Comment ne pas s’interroger sur les réelles motivations d’une dizaine de sénateurs ayant obtenu le 8 juin dernier, par amendement, la restriction de la liberté syndicale des magistrats ? En apparence, l’amendement peut sembler ne pas poser de difficulté. Pourquoi s’offusquerait-on du fait que le législateur rappelle les magistrats à l’une de leurs obligations principales et principe fondateur de leur déontologie : l’impartialité ? Parce que l’allégation repose en réalité sur une confusion entre l’acte de juger et l’exercice de la liberté syndicale – confusion bien opportune qui relève d’une manoeuvre politique particulièrement inquiétante.
En demandant à ce que soit inscrit dans l’ordonnance qui régit le statut des magistrats que le droit syndical s’exerce « dans le respect du principe d’impartialité », les sénateurs ont souhaité donner corps à l’idée, juridiquement erronée mais politiquement habile, selon laquelle un magistrat syndiqué est nécessairement partial dans son office juridictionnel. La proposition sous-entend, en outre, que ce même magistrat devrait, dans son activité syndicale, s’abstenir de toute prise de position critique sur des questions qui intéressent pourtant directement son activité professionnelle.
Si l’impartialité confère sa pleine et entière légitimité à l’acte de juger, elle s’impose au juge confronté aux affaires individuelles dont il a à connaître et n’a pas sa place dans la vie syndicale.

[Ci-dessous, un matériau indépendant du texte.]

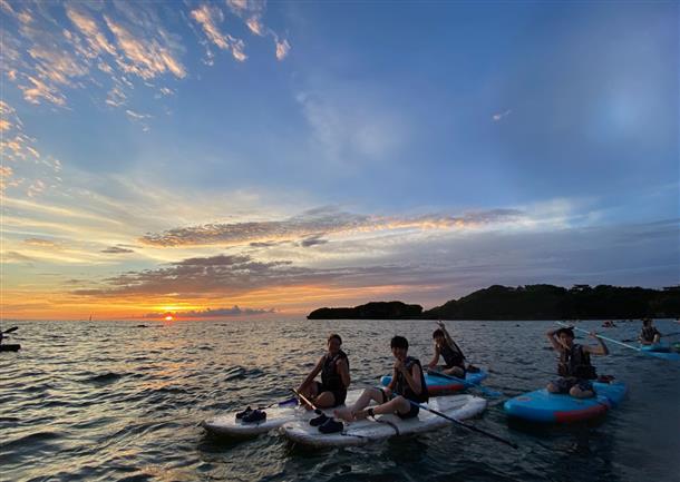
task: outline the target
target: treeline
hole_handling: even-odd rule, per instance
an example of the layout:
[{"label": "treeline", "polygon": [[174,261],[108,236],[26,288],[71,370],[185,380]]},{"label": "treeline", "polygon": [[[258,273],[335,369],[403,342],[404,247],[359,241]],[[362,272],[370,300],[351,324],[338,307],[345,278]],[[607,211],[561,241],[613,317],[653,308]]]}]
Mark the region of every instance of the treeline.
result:
[{"label": "treeline", "polygon": [[401,302],[315,309],[310,319],[602,319],[680,317],[680,286],[494,285],[422,311]]}]

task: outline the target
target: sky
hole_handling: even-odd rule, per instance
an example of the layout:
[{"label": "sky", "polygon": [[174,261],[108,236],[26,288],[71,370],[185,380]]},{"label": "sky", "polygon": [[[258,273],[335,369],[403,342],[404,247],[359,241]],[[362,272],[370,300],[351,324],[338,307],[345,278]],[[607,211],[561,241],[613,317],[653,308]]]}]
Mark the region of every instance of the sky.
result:
[{"label": "sky", "polygon": [[1,318],[680,282],[677,2],[0,0]]}]

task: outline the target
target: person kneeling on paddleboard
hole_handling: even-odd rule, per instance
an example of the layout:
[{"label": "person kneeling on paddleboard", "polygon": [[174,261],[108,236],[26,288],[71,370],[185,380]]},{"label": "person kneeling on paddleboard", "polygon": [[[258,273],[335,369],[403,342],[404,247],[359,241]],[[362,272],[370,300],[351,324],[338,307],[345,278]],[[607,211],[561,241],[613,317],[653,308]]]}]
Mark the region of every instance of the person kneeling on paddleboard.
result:
[{"label": "person kneeling on paddleboard", "polygon": [[591,365],[590,355],[608,355],[609,348],[594,332],[590,335],[600,342],[600,346],[583,346],[574,343],[572,328],[551,329],[546,333],[553,348],[560,353],[557,374],[561,378],[547,384],[550,393],[569,393],[576,399],[594,396],[591,380],[598,378],[595,367]]},{"label": "person kneeling on paddleboard", "polygon": [[653,325],[651,318],[642,318],[642,331],[640,332],[640,343],[643,345],[655,345],[661,342],[661,333]]},{"label": "person kneeling on paddleboard", "polygon": [[[347,397],[350,384],[349,358],[340,350],[342,338],[337,333],[328,337],[328,353],[319,358],[317,366],[311,371],[298,388],[302,395],[311,400],[320,409],[342,405]],[[321,372],[321,383],[314,377]]]},{"label": "person kneeling on paddleboard", "polygon": [[435,356],[427,366],[430,370],[436,370],[437,363],[439,363],[439,355],[441,355],[445,363],[441,373],[445,375],[457,376],[458,378],[465,378],[465,355],[463,354],[463,351],[448,334],[444,323],[437,322],[437,324],[439,325],[439,328],[435,329],[433,333],[433,340],[435,341]]},{"label": "person kneeling on paddleboard", "polygon": [[[386,388],[366,388],[351,407],[333,411],[336,417],[353,422],[385,413],[395,413],[400,419],[418,416],[420,409],[409,400],[416,403],[428,401],[422,366],[418,358],[407,356],[408,341],[404,336],[395,336],[390,346],[395,357],[390,384]],[[366,409],[371,401],[378,405]]]}]

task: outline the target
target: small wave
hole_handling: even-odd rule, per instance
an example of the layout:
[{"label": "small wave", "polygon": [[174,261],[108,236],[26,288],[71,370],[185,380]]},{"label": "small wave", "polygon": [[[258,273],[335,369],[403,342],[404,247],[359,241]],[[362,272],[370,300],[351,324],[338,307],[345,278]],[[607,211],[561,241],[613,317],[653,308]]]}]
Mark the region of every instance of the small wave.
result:
[{"label": "small wave", "polygon": [[109,383],[117,382],[124,375],[120,373],[107,372],[107,373],[101,373],[99,375],[89,376],[89,377],[82,380],[82,382],[93,383],[96,385],[108,385]]},{"label": "small wave", "polygon": [[226,371],[225,382],[230,380],[245,378],[245,368],[243,366],[234,366]]}]

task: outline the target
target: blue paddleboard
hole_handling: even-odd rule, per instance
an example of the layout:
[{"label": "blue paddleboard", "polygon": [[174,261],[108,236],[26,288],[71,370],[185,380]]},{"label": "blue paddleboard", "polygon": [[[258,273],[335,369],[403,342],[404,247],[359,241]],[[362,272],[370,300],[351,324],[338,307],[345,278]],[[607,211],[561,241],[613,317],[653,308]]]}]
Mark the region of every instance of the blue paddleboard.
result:
[{"label": "blue paddleboard", "polygon": [[593,419],[616,406],[625,395],[623,383],[594,382],[595,396],[575,399],[566,394],[536,390],[505,402],[505,412],[532,422],[571,423]]}]

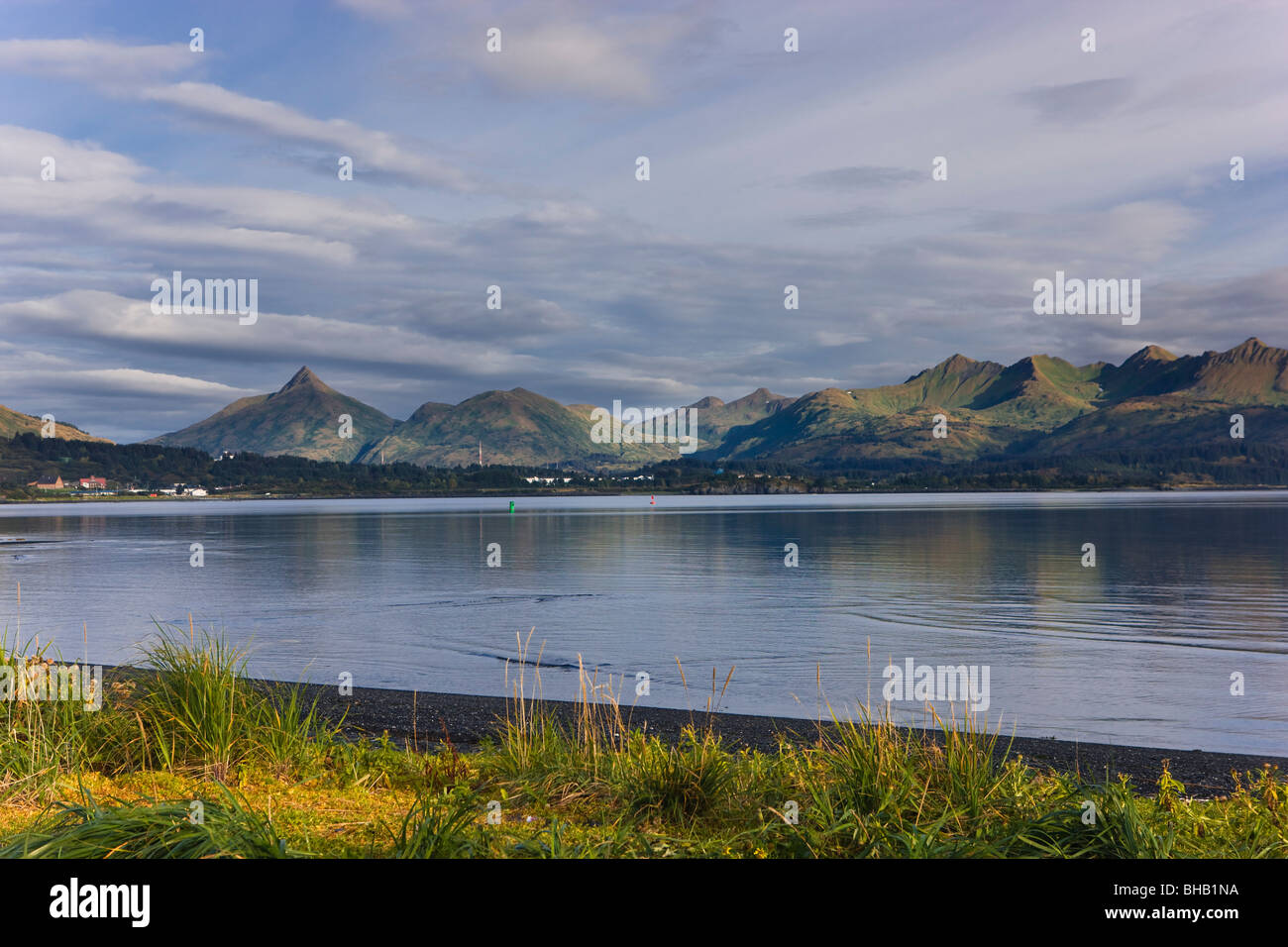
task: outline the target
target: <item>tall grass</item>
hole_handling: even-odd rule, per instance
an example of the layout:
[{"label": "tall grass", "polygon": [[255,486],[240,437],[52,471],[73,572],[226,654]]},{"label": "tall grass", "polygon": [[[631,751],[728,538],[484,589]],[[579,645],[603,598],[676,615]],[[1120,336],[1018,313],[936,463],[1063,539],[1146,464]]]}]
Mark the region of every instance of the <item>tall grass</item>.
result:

Au contraire, ce que la libre critique syndicale a de fondamental est qu’elle donne la parole à celles et ceux qui en sont dépourvus et ce dans l’intérêt de tous les justiciables. A plus forte raison s’agissant de questions en lien avec la justice et les libertés – donc strictement politiques, n’en déplaise aux auteurs de l’amendement – puisque celles-ci sont indissociables des conditions d’exercice des fonctions de magistrat. C’est ce que la Cour européenne des droits de l’Homme a précisément rappelé il y a quelques jours : en tant qu’acteur de la société civile, un magistrat a le droit et même le devoir d’exprimer son avis dès lors que ses déclarations relèvent d’un débat sur des questions d’intérêt public. La justice n’est pas seulement l’affaire des juges. Elle concerne tous les citoyens.
Dissuasion et discrédit. Voilà les effets concrets de la disposition ajoutée à l’ordonnance statutaire des magistrats. Elle consacrera un flou conceptuel pour définir les paroles syndicales autorisées ou non, conférant ainsi un pouvoir exorbitant aux autorités disposant du pouvoir disciplinaire sur les magistrats, au premier rang desquelles le garde des Sceaux. Elle discréditera d’emblée toute décision d’un juge ou procureur syndiqué, niant sa faculté de distinguer sa mission juridictionnelle de l’expression légitime de ses réflexions sur les questions de justice.
Il s’agit donc bien de brider la liberté syndicale des magistrats et plus largement la liberté d’expression dans la magistrature.
Nous exhortons les députés et le gouvernement à ne pas entériner cette régression démocratique sans précédent.